The Federal Reserve lifted interest rates for the third time this year Wednesday, shrugging off concerns that higher rates could weigh on consumer spending.
In keeping with its strategy to wean Americans off seven years of easy money policies, the Fed upped its benchmark interest rate by 0.25 percent to a new range of 2 percent to 2.25 percent. The central bank also signaled that another increase could come before Christmas.
“Job gains have been strong, on average, in recent months, and the unemployment rate has stayed low,” the Fed said in its policy statement. “Household spending and business fixed investment have grown strongly.”
This made for a total of eight increases for consumers since 2015 and they will have to brace themselves for several more over the next couple of years.

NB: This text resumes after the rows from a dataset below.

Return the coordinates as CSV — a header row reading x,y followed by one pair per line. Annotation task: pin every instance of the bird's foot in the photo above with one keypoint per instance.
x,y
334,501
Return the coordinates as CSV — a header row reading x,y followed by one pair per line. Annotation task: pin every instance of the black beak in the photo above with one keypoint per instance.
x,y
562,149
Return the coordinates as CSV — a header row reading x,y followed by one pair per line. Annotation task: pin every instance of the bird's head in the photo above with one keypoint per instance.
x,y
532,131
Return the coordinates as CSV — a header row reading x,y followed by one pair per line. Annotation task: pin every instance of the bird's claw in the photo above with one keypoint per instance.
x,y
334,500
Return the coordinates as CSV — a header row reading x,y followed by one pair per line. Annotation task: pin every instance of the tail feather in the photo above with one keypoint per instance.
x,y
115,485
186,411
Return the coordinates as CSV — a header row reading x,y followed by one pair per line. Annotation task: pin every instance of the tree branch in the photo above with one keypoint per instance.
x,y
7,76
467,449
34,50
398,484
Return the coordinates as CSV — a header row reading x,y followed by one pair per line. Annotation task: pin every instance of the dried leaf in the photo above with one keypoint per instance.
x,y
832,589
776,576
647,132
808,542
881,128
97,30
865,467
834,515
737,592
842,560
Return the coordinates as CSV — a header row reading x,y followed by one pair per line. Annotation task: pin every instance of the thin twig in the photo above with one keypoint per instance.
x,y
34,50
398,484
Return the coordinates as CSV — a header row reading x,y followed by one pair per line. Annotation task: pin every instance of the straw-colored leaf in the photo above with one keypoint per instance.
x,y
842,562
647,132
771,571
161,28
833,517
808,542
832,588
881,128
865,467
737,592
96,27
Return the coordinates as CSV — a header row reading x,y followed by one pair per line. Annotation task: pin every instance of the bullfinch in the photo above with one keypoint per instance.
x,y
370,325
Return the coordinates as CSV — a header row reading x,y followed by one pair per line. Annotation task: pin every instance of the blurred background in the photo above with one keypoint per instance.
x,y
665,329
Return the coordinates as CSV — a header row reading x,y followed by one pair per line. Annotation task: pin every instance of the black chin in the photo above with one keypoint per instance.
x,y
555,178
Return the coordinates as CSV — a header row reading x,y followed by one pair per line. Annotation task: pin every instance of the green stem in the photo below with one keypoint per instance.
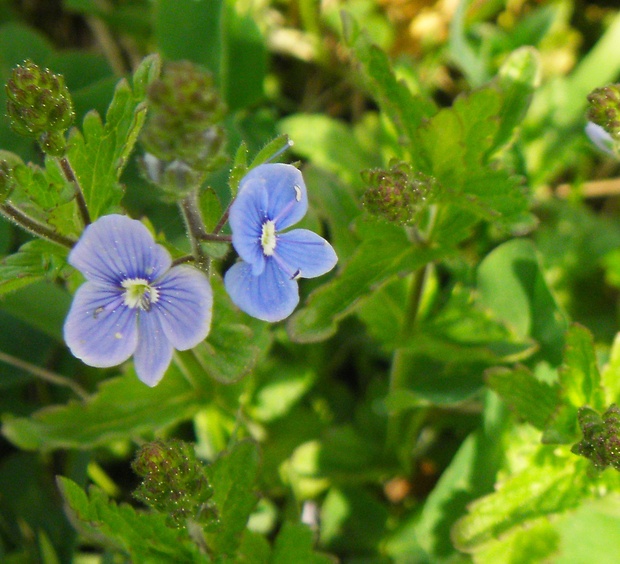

While they’ve taken the increases in stride so far, that could become more difficult as rates creep upward and push borrowing costs higher.
The concern for retailers is that maintaining credit-card balances, student loans and many mortgages will become more expensive as rates continue to edge upward, which could lead consumers to start to curb discretionary spending.
Nevertheless Jerome Powell, the Fed’s chairman, played down these worries, telling reporters at a press conference in Washington, D.C., that while the cost of borrowing is going up, it’s from what were extraordinarily low levels.
“Interest rates are going up across a broad range of consumer borrowing as they would when we raise short term interest rates. They’re still quite low by historical levels,” Powell said. “It’s something we watch carefully.”
As for tariffs pushing up prices of goods due to the worsening trade dispute between the U.S. and China, Powell stated that it was a “risk.”
“You could see prices moving up,” he said. “You don’t see it yet, but you could see retail prices moving up. The tariffs might provide a basis for companies to raise prices in a world where they’ve been very reluctant to and unable to raise prices. Raising prices is really difficult with the ability to shop on the Internet.
“The other question would be if you’re just talking about the effect on inflation, is it just a one-time increase in the price level or is it actually fueling higher inflation going forward? That’s an important question in how we would think about the appropriate response,” he said.
The rate hike came two days after President Trump imposed 10 percent tariffs on $200 billion of Chinese imports, many of them consumer facing. These will rise to 25 percent by Jan. 1 and a number of major retailers have warned that they will be left with little choice but to raise prices at the checkout.
“If this perhaps inadvertently goes to the place where we have widespread tariffs that remain in place for a long time and a more protectionist world, that’s going to bad for the United States’ economy and for American workers and families and also for other economies,” Powell said.